Proviamo a entrare nel vivo delle sue idee, in questo caso, anche in virtù della ricorrenza con particolare riferimento al Principe. a. Qual è l’oggetto dell’analisi: ”la cognizione delle azioni degli uomini grandi”. b. Quali sono gli strumenti dell’analisi: ”la lunga esperienza delle cose moderne e una continua lezione delle antiche” c. Qual è il mezzo espressivo: una lingua asciutta secca, incisiva, ma in fondo assai poco ornata e tanto meno “ciceroniana”. d. Chi è il soggetto che compie l’analisi: è un “popolare” , perché si comprende meglio il principe quando lo si guarda da posizione distaccata: “a conoscere bene la natura dei principi conviene essere populare”.

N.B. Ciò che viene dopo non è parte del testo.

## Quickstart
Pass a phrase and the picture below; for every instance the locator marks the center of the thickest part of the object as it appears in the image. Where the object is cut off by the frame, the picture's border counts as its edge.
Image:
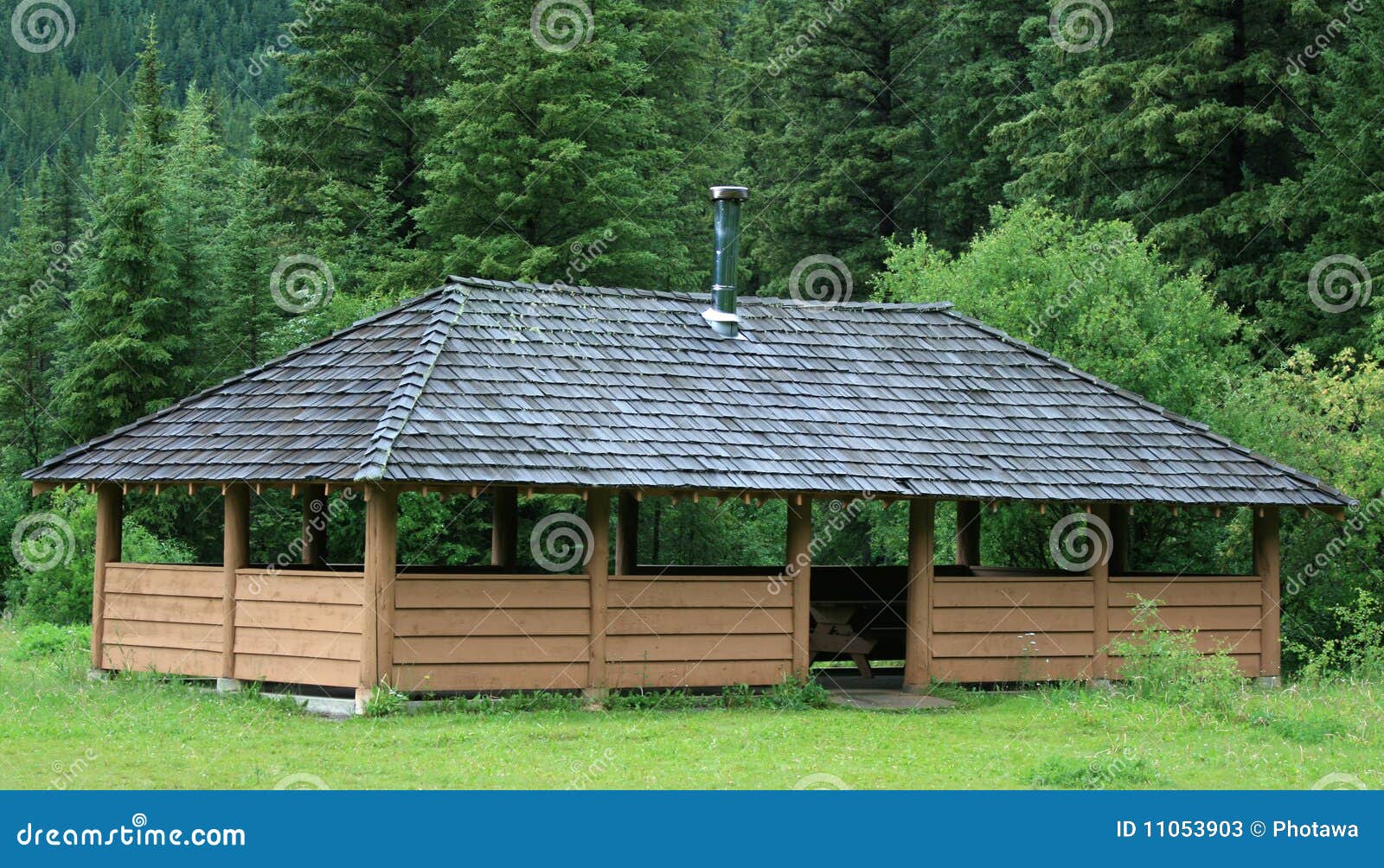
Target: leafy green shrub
(1113, 770)
(738, 695)
(1308, 730)
(385, 701)
(1166, 665)
(1361, 644)
(42, 639)
(795, 692)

A partire dalle opere di Machiavelli, del suo modo specifico di presentare i temi storico-politici, viene meno il fondamento di qualsiasi visione monistica del mondo. Dall’altro lato, data la pluralità degli universi sociali, è necessario constatare che ognuno di essi, in quanto esiste, comporta l’esclusione, o se si vuole la rinuncia a tutti gli altri possibili. Come scrisse Isaiah Berlin: “La conquista capitale di Machiavelli è … l’aver portato alla luce un dilemma insolubile, l’aver piantato un punto interrogativo permanente sulla via della posterità. Esso deriva dal suo riconoscimento de facto che fini altrettanto ultimi, altrettanto sacri, possono contraddirsi reciprocamente, che interi sistemi di valori possono entrare in collisione senza che sia possibile un arbitrato razionale … come parte della normale condizione umana.” (BERLIN I., L’originalità di Machiavelli, in Controcorrente, Milano Adelphi, 2000, p. 106.)
Quando Machiavelli ci parla della “lunga esperienza delle cose moderne e [di]una continua lettura delle antiche”, proprio non è il caso di interpretare il passo come se si trattasse di una esibizione retorica. Egli prende in esame i casi che gli si prospettano nella sua attività di diplomatico e di segretario e quelli che ha letto nelle storie degli antichi come due serie di eventi, due repertori adatti ad effettuare comparazioni termine a termine. • Machiavelli si sforza effettivamente di costruire tipologie che valgano come criteri e indicatori specifici: egli vorrebbe costruire degli strumenti di analisi che vadano oltre le circostanze e le contingenze. Il suo modo di leggere gli eventi non è né provvidenzialista né storicista (benché non sfugga del tutto ai pregiudizi di un altro modello: quello ciclico). In particolare le opportunità di sopravvivenza di un principato nella storia dipendono da alcuni fattori precisi: • - sono condizionate dalla loro origine, la quale già di per sé offre maggiori risorse o maggiori difficoltà; • - sono condizionate dal contesto internazionale, per la diverse minacce che presenta, ma anche per le diverse opportunità che offre; • - sono condizionate dalla natura del conflitto interno fra il popolo e gli ottimati, che d’altra parte può configurarsi come una risorsa nella forma che si realizza a Roma (almeno prima della legge agraria), oppure presentarsi come una minaccia come nel periodo che segue (minaccia che d’altra parte opera in forma continua in tutta la storia di Firenze).